第3話 誘惑
俺の頭は混乱していた。一方は固まり、一方はフル回転している。
人が1万円を得ようとすれば、それなりの労働が必要となる。お姉さんが言ったように、時間を代価として得られる報酬と言う訳だ。なるほど、理にかなっている。
「ああ、来ましたね。先にいただきましょう」
お姉さんの言葉にモニターから目を移すと、テーブルの上に料理が並べられていた。
「これは私のおごりです。遠慮せず、どうか食事を楽しんで下さい」
お姉さんの笑顔に見惚れながら、俺は出て来た料理に口をつけた。
……うまい!
なんだこれ、無茶苦茶うまいぞ! こんな料理、食べたことがない!
一皿食べ終えるごとに新しい料理が出て来る。後で分かったのだがこの料理、一流レストランでしか食べられないフルコースの料理だった。
「どうですか? 満足していただけたでしょうか」
食後のコーヒーに口をつけていると、お姉さんが微笑みながらそう言った。
「はい……とても満足です……」
「ちなみにこの料理、代価は寿命1日分です」
「ええ? これで1日なんですか?」
「はい、そうです。あなたの寿命の1日と引き換えに食べられるのが、この料理となります」
「これが1日……いや、でもおかしくないですか」
「おかしいとは、何がでしょう」
「だってさっき、俺の1日と引き換えに得られるのが1万円って。今の料理、どう見ても1万円じゃないでしょう」
「ああ、なるほど……説明が不十分でしたね。寿命の計測は、1日単位となっているんです。さすがに時間単位で魂を分割すると、こちらの処理が大変ですので」
「そういうこと……ですか」
「はい。ちなみにそれは、あなたの価値に比例していきます。あなたの社会的地位、信頼度、財産などによって、この数値は変動していきます。今現在のあなたの価値で計算すると、魂1日と引き換えに得られる金額は2万5千円程となります」
「なるほど……合理的ですね」
「あなたは昨日、何をしたか覚えてますか?」
「え?」
突然真顔になったお姉さんからの問いに、俺は思わず聞き直した。
「昨日したこと、ですか?」
「そうです。何か感動的なことはありましたか? 魂を揺さぶられる出来事はありましたか? 幸せでしたか?」
「いえ、特には……ただ学校に行って、帰ってからはゴロゴロしてて……いつもと同じ、平凡な1日だったと思います」
「その1日も、あなたの大切な時間なんですよ」
「……」
「よく考えないと思い出せないような、平凡な1日。いつもと変わらない日常。人間とは、そういう無為な時間を過ごす生き物なんです。無駄な、と言ってもいいですね。その1日も、その人にとって大切な人生だというのに」
「……言われてみれば、確かに……」
「無駄に過ごすのも1日。有意義に過ごすのも1日。あなたがそのタブレットを使って、今の料理をもう一度食べる。その代価として差し出すのは、これからもあるであろう、昨日のような無意味な1日。そう思ったらこのサービス、決して無駄なものだと言えないのではないでしょうか。

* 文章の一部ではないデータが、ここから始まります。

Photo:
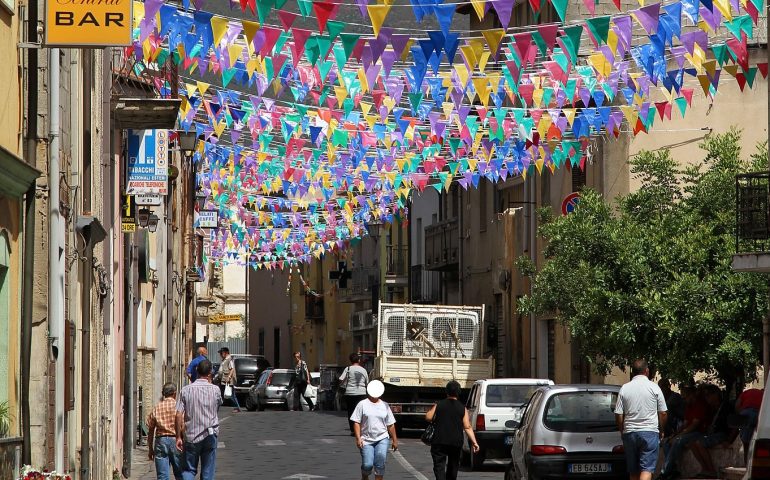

魂を有意義に使い、人生をよりよい物へと変えていく。そして我々は、あなたの幸せと引き換えに、魂を効率的に提供していただく。お互いにとって利のあるサービスだと思いませんか」
「……」
「契約は絶対です。あなたが魂と引き換えに願ったことは、必ず叶うのです。悪魔は契約を必ず順守する種族です。神や仏なんかと違ってね」
そう言って、もう一度俺の手を握ってくれた。
「無理に使って下さいとは言いません。あなたが困った時の保険、それぐらいの軽い気持ちで構いません。これからの人生、色んなことがあると思います。どうしても叶えたい願いが生まれることもあるでしょう。その時にこのタブレットのこと、思い出してくれたらと思います」
「……」
「お話出来てよかったです。今日はありがとうございました。あなたの未来が幸せであること、願ってます」
そう言ってお姉さんは、今日最高の笑顔を俺に向けた。